Not the ocean, but a hum, the whine of electrical charges, sparks, gears, purrs…all those sounds of machines working in synchronization and thinking and processing information. It was the minute sound of the nanocells at work as they responded to the stimuli of the environment and transmitted the information between this holoform and his natural body, as they sent data back to his main processor and utilized the information that was sent back. Bumblebee listened, almost losing himself to it before he remembered himself and slowly pulled the shell away from his ear and narrowed the auditory range. Sam was watching him, waiting for an answer.

"No ocean," Bumblebee answered. Sam nodded and began to pull away again, but Bumblebee was ready for it this time and grabbed Sam's wrist to hold him there. "But," he continued, and Sam's eyes widened in surprise.

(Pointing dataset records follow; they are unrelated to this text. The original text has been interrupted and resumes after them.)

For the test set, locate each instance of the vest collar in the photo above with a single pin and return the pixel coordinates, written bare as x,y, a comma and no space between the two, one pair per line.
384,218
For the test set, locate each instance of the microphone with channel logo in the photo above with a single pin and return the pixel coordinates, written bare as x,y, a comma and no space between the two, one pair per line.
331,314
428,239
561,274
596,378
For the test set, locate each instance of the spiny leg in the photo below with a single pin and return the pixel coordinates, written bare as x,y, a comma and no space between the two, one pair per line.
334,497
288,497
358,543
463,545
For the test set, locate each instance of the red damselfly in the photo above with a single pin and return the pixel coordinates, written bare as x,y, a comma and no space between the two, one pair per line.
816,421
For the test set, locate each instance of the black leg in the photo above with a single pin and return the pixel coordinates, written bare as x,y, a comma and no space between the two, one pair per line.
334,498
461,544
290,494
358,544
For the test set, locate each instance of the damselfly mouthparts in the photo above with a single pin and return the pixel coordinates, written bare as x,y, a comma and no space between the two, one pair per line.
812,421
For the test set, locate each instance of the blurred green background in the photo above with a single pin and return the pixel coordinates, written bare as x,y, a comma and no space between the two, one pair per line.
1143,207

"What?" Sam asked. "What did you hear?"

For the first time, Bumblebee was able to smile back at him.


There were several long moments of silence between both Bumblebee and Sam, with only sunlight and a weekend afternoon around them, but the moment of tension was eased by the brightening and relaxation of Sam's features. Again, the emotions in Sam's eyes were unreadable, but they were far from the sadness they held before—instead, it was that secret knowledge that Bumblebee had suspected in all Earth life…they all just knew.

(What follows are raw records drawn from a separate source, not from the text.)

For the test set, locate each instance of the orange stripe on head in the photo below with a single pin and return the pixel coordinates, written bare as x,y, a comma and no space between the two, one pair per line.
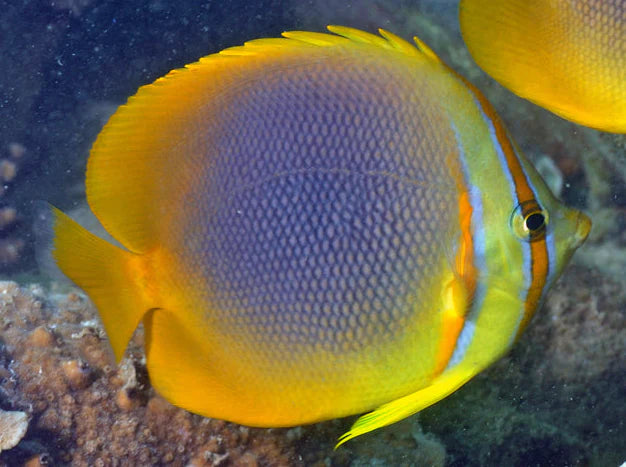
461,287
524,193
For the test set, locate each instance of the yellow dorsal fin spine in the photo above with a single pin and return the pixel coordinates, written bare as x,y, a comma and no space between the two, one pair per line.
133,184
425,49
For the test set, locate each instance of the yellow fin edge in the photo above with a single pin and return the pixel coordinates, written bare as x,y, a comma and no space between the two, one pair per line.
406,406
101,270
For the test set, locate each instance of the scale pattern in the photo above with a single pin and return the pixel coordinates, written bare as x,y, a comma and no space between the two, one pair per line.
325,215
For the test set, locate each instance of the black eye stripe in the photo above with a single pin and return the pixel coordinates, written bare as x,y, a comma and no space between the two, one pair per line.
535,221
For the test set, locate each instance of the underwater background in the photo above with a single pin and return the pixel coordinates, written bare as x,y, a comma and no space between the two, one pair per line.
559,398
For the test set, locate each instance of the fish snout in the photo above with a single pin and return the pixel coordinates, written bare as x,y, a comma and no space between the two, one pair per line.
582,229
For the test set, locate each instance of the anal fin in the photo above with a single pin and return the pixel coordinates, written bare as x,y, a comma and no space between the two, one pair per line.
399,409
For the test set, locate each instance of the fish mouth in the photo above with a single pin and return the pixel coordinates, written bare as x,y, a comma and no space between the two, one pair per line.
583,227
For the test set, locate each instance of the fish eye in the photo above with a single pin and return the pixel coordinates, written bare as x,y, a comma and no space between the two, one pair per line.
529,221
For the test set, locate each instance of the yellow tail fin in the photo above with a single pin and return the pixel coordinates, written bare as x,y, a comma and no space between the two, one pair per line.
103,271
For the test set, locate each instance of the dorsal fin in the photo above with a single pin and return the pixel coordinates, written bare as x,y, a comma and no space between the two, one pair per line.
147,156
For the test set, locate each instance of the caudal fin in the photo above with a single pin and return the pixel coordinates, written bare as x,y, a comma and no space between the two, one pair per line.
104,272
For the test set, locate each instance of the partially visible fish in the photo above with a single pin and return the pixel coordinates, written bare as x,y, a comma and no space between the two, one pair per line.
568,56
315,226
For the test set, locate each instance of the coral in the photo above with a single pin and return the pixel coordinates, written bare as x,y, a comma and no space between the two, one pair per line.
61,373
13,426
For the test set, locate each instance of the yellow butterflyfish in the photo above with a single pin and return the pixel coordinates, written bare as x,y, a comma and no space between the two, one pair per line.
568,56
315,226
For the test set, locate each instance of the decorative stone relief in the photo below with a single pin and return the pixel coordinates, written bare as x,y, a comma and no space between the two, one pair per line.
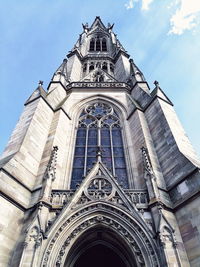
99,188
104,220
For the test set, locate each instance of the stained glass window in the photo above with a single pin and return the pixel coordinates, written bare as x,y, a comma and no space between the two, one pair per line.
99,127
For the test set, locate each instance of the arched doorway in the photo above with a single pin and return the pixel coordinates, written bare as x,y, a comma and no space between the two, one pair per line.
100,247
101,255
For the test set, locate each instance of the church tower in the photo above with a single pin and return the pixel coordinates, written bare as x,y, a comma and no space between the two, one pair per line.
99,171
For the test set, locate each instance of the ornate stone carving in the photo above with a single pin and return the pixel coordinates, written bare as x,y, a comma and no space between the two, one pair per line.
99,188
116,225
98,85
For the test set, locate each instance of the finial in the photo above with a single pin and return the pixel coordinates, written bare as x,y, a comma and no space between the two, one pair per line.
156,83
40,83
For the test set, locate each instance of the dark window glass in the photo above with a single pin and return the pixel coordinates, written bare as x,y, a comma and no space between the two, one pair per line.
92,45
108,162
81,133
111,68
80,141
120,163
78,162
80,151
98,45
77,174
122,177
90,162
85,67
92,151
104,46
99,126
106,152
104,67
117,138
91,67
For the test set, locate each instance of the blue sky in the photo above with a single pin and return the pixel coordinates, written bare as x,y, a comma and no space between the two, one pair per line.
163,38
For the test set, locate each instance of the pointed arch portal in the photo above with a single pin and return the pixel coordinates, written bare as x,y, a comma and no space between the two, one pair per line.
100,247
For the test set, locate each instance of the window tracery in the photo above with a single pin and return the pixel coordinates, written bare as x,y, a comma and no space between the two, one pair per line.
98,44
99,127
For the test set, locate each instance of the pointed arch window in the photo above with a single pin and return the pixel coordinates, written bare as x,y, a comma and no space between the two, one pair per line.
98,45
104,45
91,67
92,45
105,66
99,128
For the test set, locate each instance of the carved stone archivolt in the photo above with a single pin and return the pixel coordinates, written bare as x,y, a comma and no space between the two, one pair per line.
139,240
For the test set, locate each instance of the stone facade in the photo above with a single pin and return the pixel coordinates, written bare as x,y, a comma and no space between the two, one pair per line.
45,221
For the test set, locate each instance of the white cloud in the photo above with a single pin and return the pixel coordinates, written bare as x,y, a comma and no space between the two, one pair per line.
130,4
146,4
186,17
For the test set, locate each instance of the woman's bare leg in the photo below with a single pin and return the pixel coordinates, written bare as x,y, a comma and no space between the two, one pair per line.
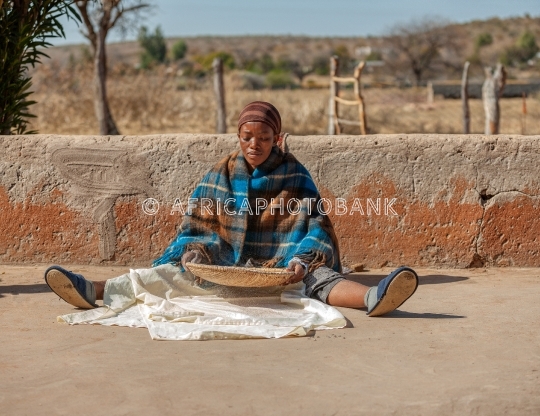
347,294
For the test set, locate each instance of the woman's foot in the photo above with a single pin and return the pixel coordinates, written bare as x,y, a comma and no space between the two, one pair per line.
391,292
71,287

"That's the point, Bumblebee," he said and retreated back to his spot. Bumblebee let him go, feeling the previous misery dissipate like a drop of water in the ocean. Sam took the conch with him and attached a label to it, though this one lacked any sort of scientific identification and instead simply read, 'Bumblebee.'

This shell held no more ocean, but the echoes of Cybertron, and Sam was giving it to him to listen to home whenever he wished. Bumblebee could hardly be blamed for not being able to resist giving a kiss, placing it gently on Sam's lips so his human would feel it linger.

Cybertron. Somewhere so far away, but so close at hand inside a seashell, held within him just as Earth was held within Sam. Cybertron. A place in all accounts dead, never to be revived, but its echoes continued, crashing on a faraway shore.